Chapter 21 : Isyarat

23.2K 2.8K 769
                                    

Selamat membaca!❤️

Chapter 21

Semua anak kelasku kini sudah memenuhi ruang musik di sekolah. Menunggu giliran untuk tampil memainkan alat musik demi menjamin nilai UTS Seni Budaya.

Kami duduk lesehan di lantai. Di depan sana terdapat alat musik seperti drum, piano, gitar listrik dan gitar akustik, serta bass yang terletak di tempatnya masing-masing. Meskipun alat musik sudah disediakan oleh pihak sekolah, beberapa anak-anak kelasku memilih untuk membawa sendiri alat musik mereka. Seperti Rafa dan Dhanu yang membawa gitar mereka masing-masing, Widya yang membawa Ukulele-nya, serta Mela yang membawa biola.

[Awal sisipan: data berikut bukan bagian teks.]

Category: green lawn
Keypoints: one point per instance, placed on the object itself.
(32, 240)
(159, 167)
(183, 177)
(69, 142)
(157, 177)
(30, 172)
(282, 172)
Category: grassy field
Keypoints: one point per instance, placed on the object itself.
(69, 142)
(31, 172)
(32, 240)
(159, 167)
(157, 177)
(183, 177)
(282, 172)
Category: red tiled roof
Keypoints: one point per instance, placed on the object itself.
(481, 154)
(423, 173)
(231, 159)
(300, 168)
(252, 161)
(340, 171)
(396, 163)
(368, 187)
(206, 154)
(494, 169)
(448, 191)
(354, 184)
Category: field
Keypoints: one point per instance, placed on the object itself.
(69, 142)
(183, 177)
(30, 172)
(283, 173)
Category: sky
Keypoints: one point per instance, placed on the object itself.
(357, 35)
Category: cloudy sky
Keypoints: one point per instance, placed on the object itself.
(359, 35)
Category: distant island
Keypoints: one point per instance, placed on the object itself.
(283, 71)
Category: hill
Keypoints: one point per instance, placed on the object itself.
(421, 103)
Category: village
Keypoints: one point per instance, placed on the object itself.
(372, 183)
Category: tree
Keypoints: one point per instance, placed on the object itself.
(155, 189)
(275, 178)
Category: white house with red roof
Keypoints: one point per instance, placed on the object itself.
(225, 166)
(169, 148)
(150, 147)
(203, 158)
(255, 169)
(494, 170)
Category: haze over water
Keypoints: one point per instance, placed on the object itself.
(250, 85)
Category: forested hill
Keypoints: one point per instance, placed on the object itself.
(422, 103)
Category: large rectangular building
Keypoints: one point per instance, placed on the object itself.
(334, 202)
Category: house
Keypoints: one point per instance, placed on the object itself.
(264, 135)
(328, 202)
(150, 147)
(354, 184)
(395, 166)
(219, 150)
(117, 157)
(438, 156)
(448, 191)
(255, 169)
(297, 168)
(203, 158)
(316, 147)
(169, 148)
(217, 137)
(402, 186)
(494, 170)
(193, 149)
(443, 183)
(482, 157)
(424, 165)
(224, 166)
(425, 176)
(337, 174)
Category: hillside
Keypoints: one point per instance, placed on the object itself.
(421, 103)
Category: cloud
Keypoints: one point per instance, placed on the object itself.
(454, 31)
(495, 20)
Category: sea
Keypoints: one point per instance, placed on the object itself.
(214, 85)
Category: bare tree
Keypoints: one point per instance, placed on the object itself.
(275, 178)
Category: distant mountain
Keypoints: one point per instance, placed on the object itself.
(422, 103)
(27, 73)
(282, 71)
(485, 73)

Bu Eka, guru Seni Budayaku yang hari ini memakai pakaian serba merah sambil menenteng tas berlogo kereta kuda dengan warna senada masuk ke ruang musik dan duduk di sebuah kursi yang tersedia. Sudah ada tumpukan kertas di atas mejanya.

Kemudian, Bu Eka mengulurkan selembar kertas pada Akbar, meminta cowok itu untuk memulai presensi.

"Lima menit lagi kita mulai, ya. Siap-siap," ucap Bu Eka.

"Tampilnya berdasarkan absen, Bu?" tanya Akbar.

"Nggak, Ibu bakal pilih acak. Yang pertama tampil..." Bu Eka melihat kertas di atas mejanya. Aku langsung harap-harap cemas. Semoga bukan aku.

"Gea," timpal Arka yang duduk di belakangku. Spontan aku menoleh ke arahnya dan melayangkan pukulan maut ke bahunya.

"Rafa. Siap-siap ya, Raf," ucap Bu Eka. Seketika aku menghela napas lega. Kulirik Rafa yang semula duduk tak jauh dariku. Dia tersenyum padaku sekilas, kemudian dia beranjak dan pindah ke barisan paling depan. Dia melakukan itu agar dapat segera maju bila namanya kembali dipanggil.

"Untung bukan gue," ucap Lana yang duduk di sampingku.

"Lo mau gue rekam nggak pas tampil nanti?" tanya Arka dengan suara pelan.

"No, thanks," kataku malas.

"Rekam gue aja dong, Ar!" sahut Lana antusias.

Arka tersenyum sekilas, "Sori, untuk lo, gue nggak bisa. Nggak ada tripod, pegel."

"Ish, giliran sama Gea aja malah nawarin diri. Pilih kasih lo emang sama temen sendiri!" cibir Lana.

"Kalau Gea kan temen spesial."

Aku menoleh ke Arka, "Spesial gimana?" tantangku.

"My forever and always."

"Idih, udah kayak lagu Taylor Swift aja. Emang ada ya yang kayak gitu? Dia cuma temen lo, tau!" dengus Lana, ekspresinya mendadak kesal.

"Kok lo sewot sih?" Sebelah alis Arka terangkat.

"Cowok yang udah punya pacar nggak seharusnya bilang gitu ke cewek lain," balas Lana tanpa ragu.

"Santai, gue emang gitu kok sama Gea. Jess nggak bakal salah paham, ya nggak?" Arka berkata sambil menumpukan pergelangan tangannya di bahuku.

Aku cuma tersenyum miring tanpa arti. Jess duduk di barisan paling depan, bersama Mela. Aku tidak yakin bagaimana reaksinya kalau mendengar Arka mengatakan hal tadi. Mungkin dugaan Arka salah. Bisa jadi dia tidak bisa menerimanya begitu saja.

Lana berdecak. "Oke. Jess mungkin fine-fine aja. Tapi lo nggak mikirin Rafa, ya?"

"Eh?"

"Kenapa Rafa?" tanya Arka tak mengerti.